12 Eylül 2025 Cuma

 

YAKLAŞAN TEHLİKE

İstanbul 45. Asliye Hukuk Mahkemesi’nin, CHP İstanbul İl Yönetimi’ni görevden alarak eski CHP Genel Sekreteri Gürsel Tekin’i kayyum olarak atamasının ardından gözler 15 Eylül’e çevrildi. Gürsel Tekin, 5.000 polis eşliğinde İstanbul İl Başkanlığı binasına girdi. Olayı protesto eden vatandaşlar sokağa döküldü.

Hepimiz bu gelişmeleri kaygıyla izliyoruz. Ancak asıl fırtına, 15 Eylül’de Kılıçdaroğlu “mutlak butlan” kararıyla yeniden CHP’nin başına geçerse kopacak.

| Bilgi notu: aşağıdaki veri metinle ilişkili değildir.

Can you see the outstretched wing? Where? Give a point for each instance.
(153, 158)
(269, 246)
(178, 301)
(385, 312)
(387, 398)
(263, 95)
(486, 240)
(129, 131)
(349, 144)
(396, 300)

Umarım düşündüğümüz gibi olmaz. Eğer Kılıçdaroğlu sağduyulu davranmaz ve yanında topladığı bazı güçlerle CHP binasına yürürse, bu durum Alevi-Sünni çatışmasını tetikleyebilir. Kılıçdaroğlu’yla yürüyenlerin tümü “Alevi” olarak görülecek, karşı taraf buna karşı duracak ve iki kesim böylece karşı karşıya gelecektir. AKP’nin bugüne kadar başaramadığı Alevi-Sünni çatışması, işte o zaman fiilen yaşanabilir.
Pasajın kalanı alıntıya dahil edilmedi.